The function estimates and predict models using time series dataset and provide subset forecasts within the length of trend. The recognized models are lm, smooth spline, polynomial splines with or without knots, quadratic polynomial, and ARIMA. The robust output include the models' estimates, time-varying forecasts and plots based on themes from ggplot. The main attraction of this function is the use of the newly introduced equal number of trend (days, months, years) to estimate forecast from the model. The function takes daily, monthly and yearly data sets for now
.
Usage
DynamicForecast(date, series, Trend, Type, MaximumDate, x = 0, BREAKS = 0,
ORIGIN = origin, Length = 0, ...)
Arguments
- date
A vector containing the dates for which the data is collected. Must be the same length with
series
. The date must be in 'YYYY-MM-DD'. If the data is monthly series, the recognized date format is the last day of the month of the dataset e.g. 2021-02-28. If the data is a yearly series, the recognized date format is the last day of the year of the data set e.g. 2020-12-31. There is no format for Quarterly data for now.- series
A vector containing data for estimation and forecasting. Must be the same length with
date
.- x
vector of optional dataset that is to be added to the model for forecasting. The modeling and forecasting is still done if not provided. Must be the same length with
series
.- BREAKS
A vector of numbers indicating points of breaks for estimation of the spline models.
- MaximumDate
The date indicating the maximum date (last date) in the data frame, meaning that forecasting starts the next date following it. The date must be a recognized date format. Note that for forecasting, the date origin is set to 1970-01-01.
- Trend
The type of trend. There are three options Day, Month and Year.
- Type
The type of response variable. There are two options Continuous and Integer. For integer variable, the forecasts are constrained between the minimum and maximum value of the response variable.
- Length
The length for which the forecast would be made. If not given, would default to the length of the dataset i.e. sample size.
- ORIGIN
if different from 1970-01-01 must be in the format
"YYYY-MM-DD"
. This is used to position the date of the data in order to properlydate
the forecasts.- ...
Additional arguments that may be passed to the function. If the maximum date is NULL which is is the default, it is set to the last date of the
series
.
Value
A list with the following components:
Spline without knots
The estimated spline model without the breaks (knots).
Spline with knots
The estimated spline model with the breaks (knots).
Smooth Spline
The smooth spline estimates.
ARIMA
Estimated Auto Regressive Integrated Moving Average model.
Quadratic
The estimated quadratic polynomial model.
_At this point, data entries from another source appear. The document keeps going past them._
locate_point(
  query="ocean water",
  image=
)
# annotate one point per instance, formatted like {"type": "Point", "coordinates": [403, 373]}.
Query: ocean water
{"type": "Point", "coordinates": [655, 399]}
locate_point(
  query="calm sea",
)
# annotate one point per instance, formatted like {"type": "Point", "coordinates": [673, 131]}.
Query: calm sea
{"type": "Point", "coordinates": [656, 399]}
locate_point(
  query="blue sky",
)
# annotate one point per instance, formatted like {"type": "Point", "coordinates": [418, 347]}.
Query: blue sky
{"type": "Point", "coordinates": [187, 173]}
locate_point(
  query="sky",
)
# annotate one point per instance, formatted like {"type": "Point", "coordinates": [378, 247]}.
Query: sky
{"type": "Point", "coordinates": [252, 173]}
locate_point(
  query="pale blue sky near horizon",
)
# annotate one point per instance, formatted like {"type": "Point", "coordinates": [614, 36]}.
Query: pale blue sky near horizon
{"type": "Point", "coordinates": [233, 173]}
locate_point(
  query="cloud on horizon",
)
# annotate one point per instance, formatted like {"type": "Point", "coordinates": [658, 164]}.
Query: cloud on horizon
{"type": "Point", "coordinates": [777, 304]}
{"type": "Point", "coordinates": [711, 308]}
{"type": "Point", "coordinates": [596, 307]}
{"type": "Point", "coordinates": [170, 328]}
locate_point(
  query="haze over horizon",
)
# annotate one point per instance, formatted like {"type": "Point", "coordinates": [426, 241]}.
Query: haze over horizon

Ensembled with equal weight
Estimated Ensemble model with equal weight given to each of the models. To get this, the fitted values of each of the models is divided by the number of models and summed together.
Ensembled based on weight
Estimated Ensemble model based on weight of each model. To do this, the fitted values of each model served as independent variable and regressed against the trend with interaction among the variables.
Ensembled based on summed weight
Estimated Ensemble model based on summed weight of each model. To do this, the fitted values of each model served as independent variable and is regressed against the trend.
Ensembled based on weight of fit
Estimated Ensemble model. The fit of each model is measured by the rmse.
Unconstrained Forecast
The forecast if the response variable is continuous. The number of forecasts is equivalent to the length of the dataset (equal days forecast).
Constrained Forecast
The forecast if the response variable is integer. The number of forecasts is equivalent to the length of the dataset (equal days forecast).
RMSE
Root Mean Square Error (rmse) for each forecast.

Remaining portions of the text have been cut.